Nice write up by Claire Atkinson at Broadcasting & Cable:
So more focus will now fall on CBS, both as the lone Hulu holdout among the big four networks and because of the $1.8 billion it paid for CNET.
“My guess is that CBS is going to feel their digital strategy needs to deliver this year because of their CNET acquisitions,” says Dennis Miller, general partner at venture capital firm Spark Capital. “Their individuals are going to be under pressure. We’re just in the first inning of what’s going to be relatively long game.”

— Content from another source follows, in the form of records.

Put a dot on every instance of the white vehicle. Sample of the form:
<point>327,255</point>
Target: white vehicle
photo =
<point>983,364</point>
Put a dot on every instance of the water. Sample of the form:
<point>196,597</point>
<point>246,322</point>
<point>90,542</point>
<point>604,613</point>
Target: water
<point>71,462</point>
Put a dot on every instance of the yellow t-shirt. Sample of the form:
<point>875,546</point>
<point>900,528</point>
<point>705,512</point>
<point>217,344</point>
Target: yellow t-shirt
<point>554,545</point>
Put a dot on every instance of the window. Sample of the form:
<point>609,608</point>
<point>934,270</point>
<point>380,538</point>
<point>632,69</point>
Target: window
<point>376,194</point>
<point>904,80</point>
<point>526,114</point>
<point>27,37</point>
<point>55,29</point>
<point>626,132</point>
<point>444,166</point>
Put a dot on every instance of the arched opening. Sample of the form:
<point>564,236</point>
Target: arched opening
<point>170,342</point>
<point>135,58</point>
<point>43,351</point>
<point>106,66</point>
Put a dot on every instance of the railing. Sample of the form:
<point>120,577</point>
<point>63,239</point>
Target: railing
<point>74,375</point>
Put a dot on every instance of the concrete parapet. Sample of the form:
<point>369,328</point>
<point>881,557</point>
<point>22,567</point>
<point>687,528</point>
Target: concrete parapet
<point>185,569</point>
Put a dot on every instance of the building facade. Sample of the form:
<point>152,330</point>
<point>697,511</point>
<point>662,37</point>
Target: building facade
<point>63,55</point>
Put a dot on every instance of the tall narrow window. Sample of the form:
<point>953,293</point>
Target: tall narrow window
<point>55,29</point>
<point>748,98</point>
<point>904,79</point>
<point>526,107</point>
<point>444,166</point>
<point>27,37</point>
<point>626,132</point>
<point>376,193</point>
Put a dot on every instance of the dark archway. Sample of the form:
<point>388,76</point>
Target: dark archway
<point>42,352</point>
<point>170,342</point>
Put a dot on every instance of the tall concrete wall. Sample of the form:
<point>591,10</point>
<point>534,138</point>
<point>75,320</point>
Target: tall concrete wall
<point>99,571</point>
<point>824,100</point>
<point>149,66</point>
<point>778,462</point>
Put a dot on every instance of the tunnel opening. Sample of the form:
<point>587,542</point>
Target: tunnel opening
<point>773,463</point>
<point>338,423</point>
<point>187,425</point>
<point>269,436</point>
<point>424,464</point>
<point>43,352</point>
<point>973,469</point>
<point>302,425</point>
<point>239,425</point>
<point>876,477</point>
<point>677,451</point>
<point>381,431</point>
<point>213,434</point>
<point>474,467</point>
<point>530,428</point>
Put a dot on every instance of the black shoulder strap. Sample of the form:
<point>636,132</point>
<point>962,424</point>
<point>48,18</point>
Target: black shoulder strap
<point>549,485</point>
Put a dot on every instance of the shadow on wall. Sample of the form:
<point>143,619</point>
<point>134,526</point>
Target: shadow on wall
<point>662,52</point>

CBS, which has held on-again, off-again talks to become part of Hulu, issued a statement following the Disney announcement maintaining its commitment to pursuing its own non-exclusive content partnerships.
CBS may ultimately become a partner, but it has other reasons for maintaining a distance; the desire to make cable operators pay for retransmission of CBS network. One executive with knowledge of talks said, “The money is with retrans today. The question is what’s the value of what’s going on with online video. Retrans is very much top of mind.”
Spark Capital’s Miller says, “Hulu has both surprised and disappointed at the same time.” He gives it credit for growing the brand and becoming the “first viable portal of professional content.” But, he adds, “The commercial load and not selling out their inventory has given pause to the studios as to whether it is a sufficiently compelling model to join and proclaim as the market leader.”